Seeing: Average - poor
Transparency: Poor - average

The nights are so short now that it doesn’t get reasonably dark until after 11pm, which makes for a lot of hanging around in the evening when (like tonight) the clear-sky forecast is ambiguous. With the sky near the northern horizon staying noticeably light, and vapour trails drifting overhead, the seeing and transparency varied considerably from minute to minute and from one part of the sky to another.

After warming up with M12 and M10 (both clusters looked a little hazy tonight), I tracked down another lesser-known globular in Ophiuchus:

NGC 6426, globular cluster, Ophiuchus
133x. Very faint hazy patch; a little condensed with averted vision. Unimpressive.

NGC 6572, planetary nebula, Ophiuchus
133x and 171x. Small, very bright oval disc; almost stellar at 133x. Stands out largely because of its strong green-blue colour. At 171x, the central star or core region (it was hard to tell exactly what I was seeing) overwhelms the surrounding nebulosity in direct vision. In averted vision the opposite is true: the outer nebulosity becomes the dominant feature.

NGC 6633, open cluster, Ophiuchus
133x. Follow-up from previous observation. Loose cluster of bright stars elongated roughly N-S. As noted previously, shows well in finder. Small “arrowhead” asterism of about 8 stars separated from main cluster on western (leading) side. Quite large, but a bit more “telescope-friendly” than the nearby IC clusters 4665 and 4756.

IC 4756, open cluster, Serpens
133x. Not as bright as IC 4665 and NGC 6633, but a very rich, very large cluster – best suited for smaller wide-field scopes.

NGC 6791, open cluster, Lyra
133x. Faint, extended haze. Starts to resolve with averted vision, giving at least a sense of its richness. Not much, if any, improvement on my previous observation, but I am slowly warming to this cluster.

M56, globular cluster, Lyra
133x.
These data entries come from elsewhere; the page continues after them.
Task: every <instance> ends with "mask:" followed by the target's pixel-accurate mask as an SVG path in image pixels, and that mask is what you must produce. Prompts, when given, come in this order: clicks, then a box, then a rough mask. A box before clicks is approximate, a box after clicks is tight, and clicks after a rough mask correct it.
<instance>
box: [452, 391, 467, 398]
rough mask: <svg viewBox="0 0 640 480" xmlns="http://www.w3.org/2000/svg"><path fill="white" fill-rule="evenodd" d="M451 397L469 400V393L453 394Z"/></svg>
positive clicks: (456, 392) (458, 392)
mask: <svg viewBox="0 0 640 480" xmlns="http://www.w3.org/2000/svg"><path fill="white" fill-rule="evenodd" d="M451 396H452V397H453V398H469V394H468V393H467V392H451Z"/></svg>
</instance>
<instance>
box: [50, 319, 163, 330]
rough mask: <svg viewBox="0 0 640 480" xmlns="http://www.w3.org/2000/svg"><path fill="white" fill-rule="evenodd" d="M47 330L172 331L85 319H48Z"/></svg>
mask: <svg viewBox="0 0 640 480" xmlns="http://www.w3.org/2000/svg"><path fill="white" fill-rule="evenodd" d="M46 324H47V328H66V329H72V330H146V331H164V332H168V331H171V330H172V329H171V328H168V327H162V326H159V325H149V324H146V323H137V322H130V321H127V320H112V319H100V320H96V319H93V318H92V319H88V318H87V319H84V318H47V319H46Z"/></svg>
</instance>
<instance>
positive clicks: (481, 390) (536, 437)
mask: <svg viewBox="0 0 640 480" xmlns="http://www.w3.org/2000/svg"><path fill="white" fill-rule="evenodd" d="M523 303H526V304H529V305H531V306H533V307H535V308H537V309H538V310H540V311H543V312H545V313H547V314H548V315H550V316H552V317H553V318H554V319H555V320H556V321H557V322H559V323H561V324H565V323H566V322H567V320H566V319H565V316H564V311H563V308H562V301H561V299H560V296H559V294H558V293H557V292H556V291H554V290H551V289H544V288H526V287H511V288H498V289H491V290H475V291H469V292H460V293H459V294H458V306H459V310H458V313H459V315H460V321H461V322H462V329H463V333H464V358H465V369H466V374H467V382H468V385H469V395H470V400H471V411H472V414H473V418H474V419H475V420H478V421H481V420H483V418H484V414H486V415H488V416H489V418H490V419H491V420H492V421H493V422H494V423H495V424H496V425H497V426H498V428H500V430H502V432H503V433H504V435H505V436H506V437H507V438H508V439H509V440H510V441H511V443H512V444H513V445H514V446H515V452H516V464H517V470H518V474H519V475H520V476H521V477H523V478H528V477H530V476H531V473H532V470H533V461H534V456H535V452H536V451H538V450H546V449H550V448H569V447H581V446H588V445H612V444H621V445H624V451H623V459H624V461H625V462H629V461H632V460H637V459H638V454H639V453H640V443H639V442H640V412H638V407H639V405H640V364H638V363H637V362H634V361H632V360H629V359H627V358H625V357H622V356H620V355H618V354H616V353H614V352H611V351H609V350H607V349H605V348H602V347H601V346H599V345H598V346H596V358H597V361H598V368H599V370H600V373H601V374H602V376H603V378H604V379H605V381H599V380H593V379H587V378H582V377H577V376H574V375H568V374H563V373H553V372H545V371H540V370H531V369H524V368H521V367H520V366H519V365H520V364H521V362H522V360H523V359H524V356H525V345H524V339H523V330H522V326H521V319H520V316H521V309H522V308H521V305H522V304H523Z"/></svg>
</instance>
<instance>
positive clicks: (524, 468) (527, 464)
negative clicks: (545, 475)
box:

A little washed-out compared to previous observation. The triangular core was less apparent tonight, but I did notice a bright star leading the cluster and a long “x” shape of stellar arms.

M57, The Ring Nebula, Lyra
171x. Additional prep work for sketch (first draft below). The transparency must have been good in this part of the sky because I could just about detect a faint 14th magnitude star east of the ring (just beyond the brighter 13th magnitude star).


At 1:20 I was distracted by the unmistakable sight of the ISS passing high overhead.

After quick looks at M27, M4 and M80 I was irresistibly drawn to an old favourite:

M11, the Wild Duck Cluster, Scutum
133x. After all these years it still boggles me that I don’t have to travel any further than my back garden to see something as breathtakingly beautiful as this cluster. I have mixed feelings about the bucket list approach to life, but if you insist on such a checklist, seeing M11 through a telescope should probably be on it.

At around 2 AM the clouds returned with reinforcements, but after I’d taken the scope indoors – wouldn’t you know it – the sky suddenly cleared again from the south, and now it was remarkably free of haze. With only about half an hour of usable dark left, it wasn’t worth carrying it back out again, so all remaining observations were carried out with 7x50 binoculars and the naked eye (the most important instrument of all!).

M24, star-cloud, Sagittarius
I don’t recall ever seeing M24 with the naked eye before (the Milky Way in Sagittarius is always a little washed out from my location), but tonight it was visible as a hazy patch, a little smaller than the Scutum star-cloud further to the north. The binoculars revealed it to be sprinkled with stars, the brightest ones forming a distinctive almond shape.

This part of the sky (the steam rising from the spout of the Sagittarius teapot) is rich in bright clusters and nebulae, many of which showed up well in the binoculars (particularly M8, the Lagoon Nebula). Also visible in the binoculars were M12, M10, M11 and M27.

The binoculars resolved several more stars in M6 tonight, giving a much better view than 17 May. I also got my first glimpse of M7, which was just visible as a faint hazy patch very low in the south. I propped my elbow against a door-frame to steady the view and over time a few faint stars began to pop out. Averted vision also showed the cluster to be larger than was first apparent. From the same vantage point I could also see the bright stars Lambda Scorpii (Shaula), Upsilon Scorpii (Lesath) and G Scorpii through the binoculars (but not with the naked eye), all three of which culminate at less than 2 degrees above the horizon from my location. I don’t think I’ll be able to get the XT10 on M7, but it might be possible in the TV60.